G.Z.: Benim, senin kitap ile ilgili yazıda senden yaptığım aşağıdaki alıntıya, benim siteye yazan bazı “Marksist” arkadaşlar itiraz etmişler: “Neyi, nasıl üretmeli sorumuza dönersek, bir kere kesinlikle üretilmemesi, üretilmesinin akla bile getirilmemesi gereken şeyler var: Nükleer silahlar, nükleer enerji, biyolojik silahlar, biber gazı gibi… Nükleer enerji endüstrisi hem acil hem kalıcı ve telafisi mümkün olmayan riskler oluşturuyor.” (s. 70) Bu arkadaşlara göre, yukarıdaki satırlar “ahlaki” vaazlarmış. Sen, “kapitalizme yıkılmalı” demiyormuşsun da, kapitalistlere, “zararlı şeyler üretmeyin” diyormuşsun. En iyi niyetli bir yorumla sanırım ortada bir yanlış anlama var ama bu röportajı bitirmeden bu konuya açıklık getirmek istersin diye düşündüm. Tabii, saçmalıkla iştigal etmeyelim demen de mümkün. Bu sorumu da cevaplamandan sonra ben son söz babında bir toparlama yapayım.

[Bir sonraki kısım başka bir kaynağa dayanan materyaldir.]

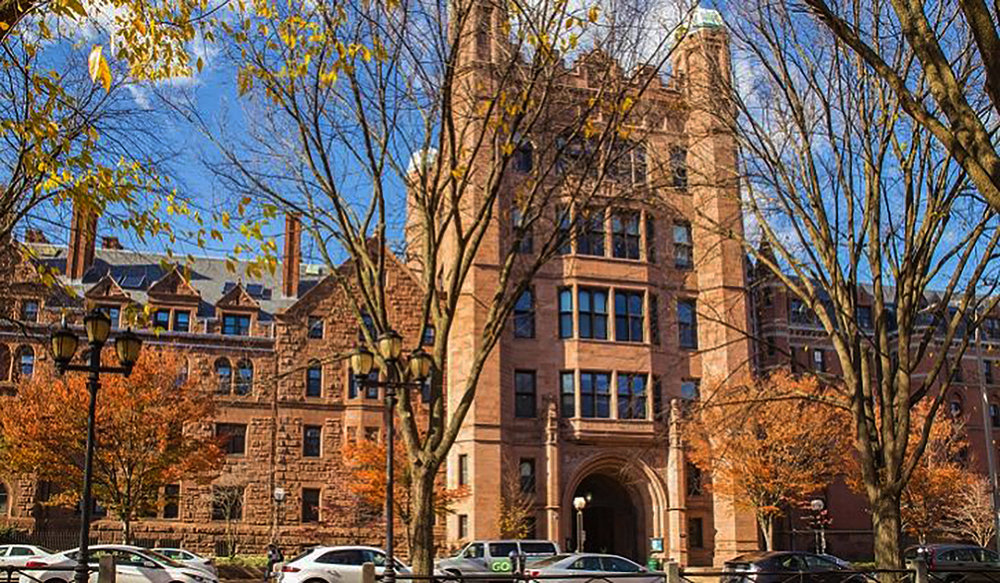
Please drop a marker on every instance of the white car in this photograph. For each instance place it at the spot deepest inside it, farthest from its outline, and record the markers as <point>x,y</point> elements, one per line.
<point>19,555</point>
<point>334,565</point>
<point>590,565</point>
<point>132,565</point>
<point>190,559</point>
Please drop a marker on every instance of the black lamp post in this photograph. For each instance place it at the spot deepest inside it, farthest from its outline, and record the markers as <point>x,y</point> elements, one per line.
<point>64,343</point>
<point>390,347</point>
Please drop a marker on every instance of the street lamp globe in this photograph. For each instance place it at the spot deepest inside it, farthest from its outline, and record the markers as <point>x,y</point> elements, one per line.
<point>362,362</point>
<point>64,343</point>
<point>420,364</point>
<point>127,345</point>
<point>98,326</point>
<point>390,345</point>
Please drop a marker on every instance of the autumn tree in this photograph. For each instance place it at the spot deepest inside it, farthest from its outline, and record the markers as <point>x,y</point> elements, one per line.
<point>769,444</point>
<point>855,206</point>
<point>459,118</point>
<point>954,92</point>
<point>516,505</point>
<point>366,463</point>
<point>148,434</point>
<point>933,494</point>
<point>973,518</point>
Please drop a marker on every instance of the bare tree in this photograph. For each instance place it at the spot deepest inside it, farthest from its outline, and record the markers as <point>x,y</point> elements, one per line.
<point>973,518</point>
<point>955,93</point>
<point>516,505</point>
<point>226,502</point>
<point>852,204</point>
<point>463,117</point>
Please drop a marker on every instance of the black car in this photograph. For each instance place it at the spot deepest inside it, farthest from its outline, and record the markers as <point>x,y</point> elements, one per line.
<point>789,567</point>
<point>950,563</point>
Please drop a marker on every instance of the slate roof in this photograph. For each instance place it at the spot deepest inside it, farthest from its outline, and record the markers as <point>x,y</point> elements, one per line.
<point>135,271</point>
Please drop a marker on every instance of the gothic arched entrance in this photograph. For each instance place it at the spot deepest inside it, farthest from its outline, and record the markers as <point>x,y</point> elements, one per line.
<point>612,522</point>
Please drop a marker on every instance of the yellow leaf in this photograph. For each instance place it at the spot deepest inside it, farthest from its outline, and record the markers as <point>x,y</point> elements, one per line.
<point>99,69</point>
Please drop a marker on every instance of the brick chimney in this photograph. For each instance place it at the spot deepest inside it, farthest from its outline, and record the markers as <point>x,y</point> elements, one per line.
<point>293,256</point>
<point>82,240</point>
<point>111,243</point>
<point>35,236</point>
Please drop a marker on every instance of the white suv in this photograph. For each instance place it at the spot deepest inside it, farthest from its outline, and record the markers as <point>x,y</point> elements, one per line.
<point>334,565</point>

F.B.:  Yazılanlara şöyle bir göz attım ve gördüm ki, söylediklerinin Manifesto’yla pek bir ilgisi yok. Bir kitap eleştirisi hakkında bir şeyler söyleyebilmek için, kritiği yapılan o kitabı okumak gerekir. Dolayısıyla neyin neden ve hangi bağlamda söylediğinin bilinmesi gerekir. Oysa, senin yazdıklarından hareketle “eleştiri” yaptığını sananlar kitabı okumuş değiller. Bir kere yaptıkları etik bir sıkıntı yaratıyor. Entelektüel dürüstlüğün gereği bu değildir. Öyle anlaşılıyor ki, amaçları eleştirmek değil, eleştiriyormuş gibi yapmak! Tabii kendi bilecekleri iştir. Oysa kitabın eleştirilmesini herkesten çok ben isterim. Nitekim önsözde “birlikte düşünmeye davet” var. Tartışmadan, eleştirmeden bir adım ileriye gitmek mümkün değildir. Ve radikal eleştiri hiç bir zaman bu kadar gerekli olmadı… Zira insanlık ve uygarlık tehlikeli bir eşiğe gelip dayanmış bulunuyor… Kitabın her cümlesi kapitalizmden çıkmaya çağırıyorken söylenenler son derecede yersiz…

Z.: Kitabın “çok satan” olmayacak tabii ki, ama çok okunan ve çok tartışılan bir kitap olacağından eminim. Teşekkürler.